S’agissant du troisième motif d’exonération tiré des intempéries, il a été pertinemment pris en compte par le tribunal à hauteur de 50 jours calculés selon les règles définies au CCAP au vu de l’attestation établie par l’architecte LANNOU et des relevés météorologiques produits.
Le jugement a donc déclaré à bon droit la SCCV L’Avocette entièrement responsable des préjudices subis par les demandeurs du fait du retard de livraison des immeubles vendus en l’état futur d’achèvement.
S’agissant de l’indemnisation du préjudice subi par les demandeurs, c’est vainement que l’appelante conteste dans le cadre de son argumentation subsidiaire la réalité du préjudice de privation de loyers que le retard de livraison a causée à chacun de ses cocontractants en soutenant qu’il ne s’agirait que d’un décalage d’encaissement, alors qu’à l’exception des consorts Z, qui ont en conséquence été déboutés à bon droit de leurs demandes indemnitaires, le préjudice financier subi par chacun des intimés est bien réel puisqu’il ressort des productions que tous les autres avaient contracté un emprunt pour financer l’achat et que l’économie de l’opération a été mise à mal puisque le retard d’entrée en vigueur du bail consécutif au retard d’achèvement de l’ouvrage a privé chaque acheteur pendant cette période de la perception des loyers devant couvrir les échéances de remboursement de l’emprunt.

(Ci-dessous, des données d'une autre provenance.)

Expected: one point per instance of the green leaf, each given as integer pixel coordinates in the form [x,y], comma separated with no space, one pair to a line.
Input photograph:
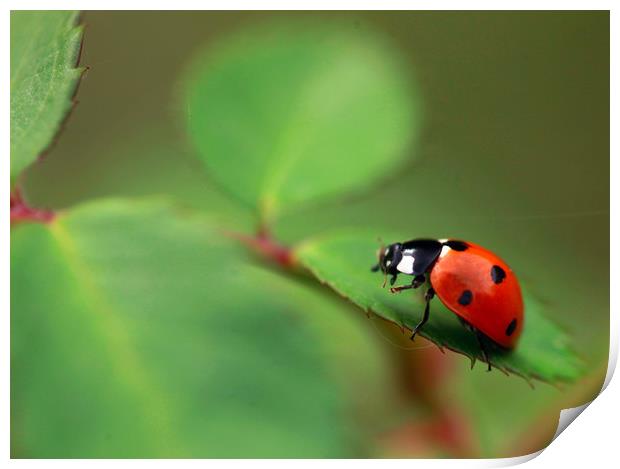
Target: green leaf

Ce préjudice a été pertinemment évalué par le premier juge au vu de la date de livraison stipulée dans le contrat de réservation puisque c’est en considération de cette date que les acheteurs avaient fait leurs comptes.

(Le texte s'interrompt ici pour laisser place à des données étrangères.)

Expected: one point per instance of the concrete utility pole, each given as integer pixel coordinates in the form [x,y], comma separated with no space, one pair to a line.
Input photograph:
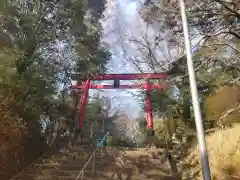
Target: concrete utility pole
[195,98]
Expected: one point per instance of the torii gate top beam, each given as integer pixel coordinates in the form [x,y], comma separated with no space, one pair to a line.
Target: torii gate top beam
[131,76]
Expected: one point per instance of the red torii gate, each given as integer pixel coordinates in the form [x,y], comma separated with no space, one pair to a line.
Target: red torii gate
[88,84]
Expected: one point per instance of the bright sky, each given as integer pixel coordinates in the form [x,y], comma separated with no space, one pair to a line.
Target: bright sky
[121,18]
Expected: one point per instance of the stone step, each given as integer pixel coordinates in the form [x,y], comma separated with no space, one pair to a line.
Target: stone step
[61,174]
[71,166]
[37,177]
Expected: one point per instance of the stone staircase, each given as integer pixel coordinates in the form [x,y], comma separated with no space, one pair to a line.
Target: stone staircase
[110,164]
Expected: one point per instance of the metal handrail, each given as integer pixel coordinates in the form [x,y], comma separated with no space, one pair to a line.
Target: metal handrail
[81,173]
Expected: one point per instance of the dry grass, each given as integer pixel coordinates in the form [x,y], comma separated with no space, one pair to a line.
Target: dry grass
[224,155]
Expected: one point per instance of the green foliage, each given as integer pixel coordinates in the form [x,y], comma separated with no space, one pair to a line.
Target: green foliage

Cette évaluation est adaptée, et elle n’est pas discutée en cause d’appel par les intimés, qui sollicitent la confirmation pure et simple du jugement, étant observé que les consorts Z ne forment pas appel incident du rejet de leurs demandes.

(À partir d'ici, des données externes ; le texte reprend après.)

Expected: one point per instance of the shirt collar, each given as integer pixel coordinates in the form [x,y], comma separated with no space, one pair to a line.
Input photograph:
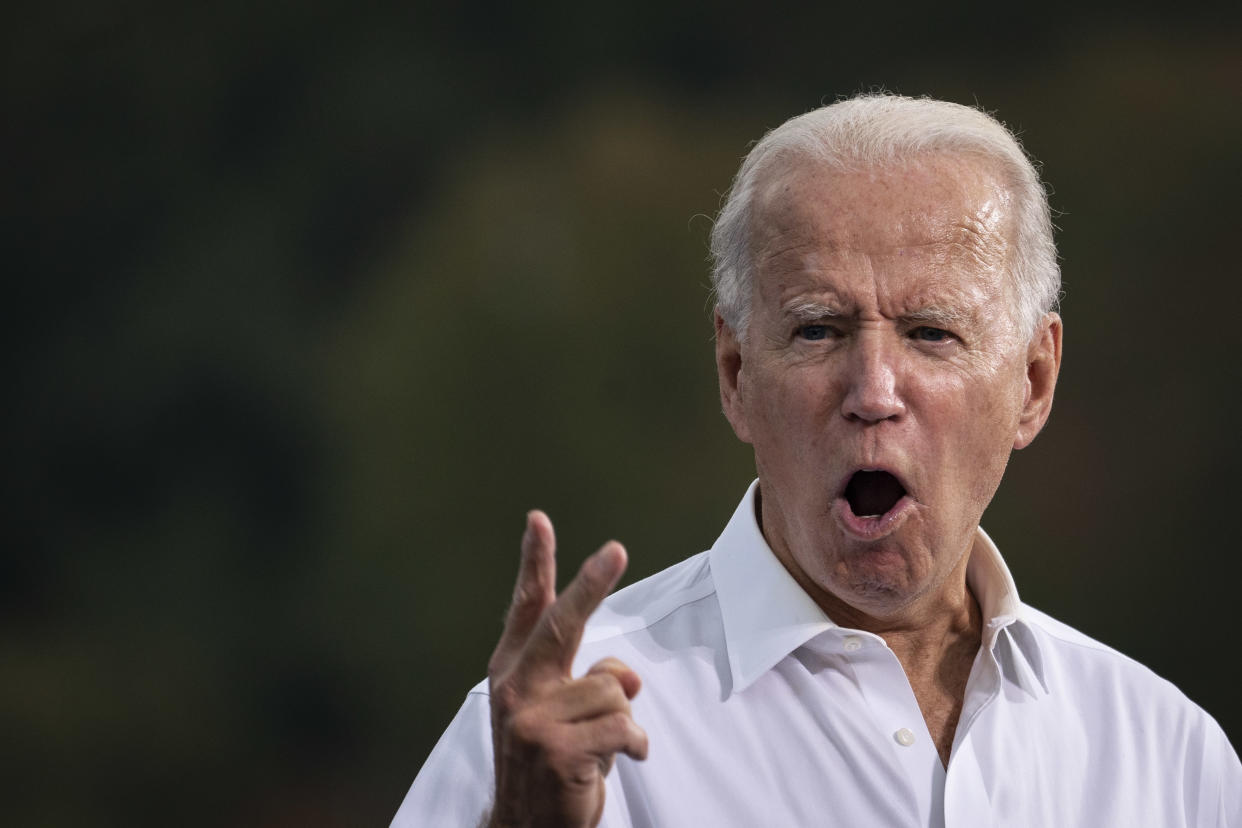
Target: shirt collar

Le jugement sera ainsi confirmé de ce chef.
Il le sera aussi en ce qu’il a débouté la société L’Avocette de sa demande de dommages et intérêts pour procédure abusive, l’action indemnitaire des acquéreurs ne revêtant aucun caractère fautif d’autant qu’elle est accueillie, et la circonstance qu’un accord amiable ait pu être trouvé avec d’autres acheteurs n’étant pas propre à établir que les intimés auraient commis une faute en ne transigeant pas avec l’appelante.
Ainsi, le jugement sera confirmé en toutes ses dispositions.
La SCCV L’Avocette succombe devant la cour et supportera les dépens d’appel.
Elle versera aux intimés, ensemble, une indemnité de procédure en application de l’article 700 du code de procédure civile.
PAR CES MOTIFS
la cour, statuant publiquement, par arrêt contradictoire et en dernier ressort :
CONFIRME le jugement déféré en toutes ses dispositions
ajoutant :
DÉBOUTE les parties de toutes demandes autres ou contraires
CONDAMNE la SCCV L’Avocette aux dépens d’appel
LA CONDAMNE à payer aux intimés ensemble, soit J F, AA G, les époux Y, les époux B, les époux D, les époux E, les époux C, les époux X et les consorts H, I et AH Z, la somme de 6.000 euros en application de l’article 700 du code de procédure civile.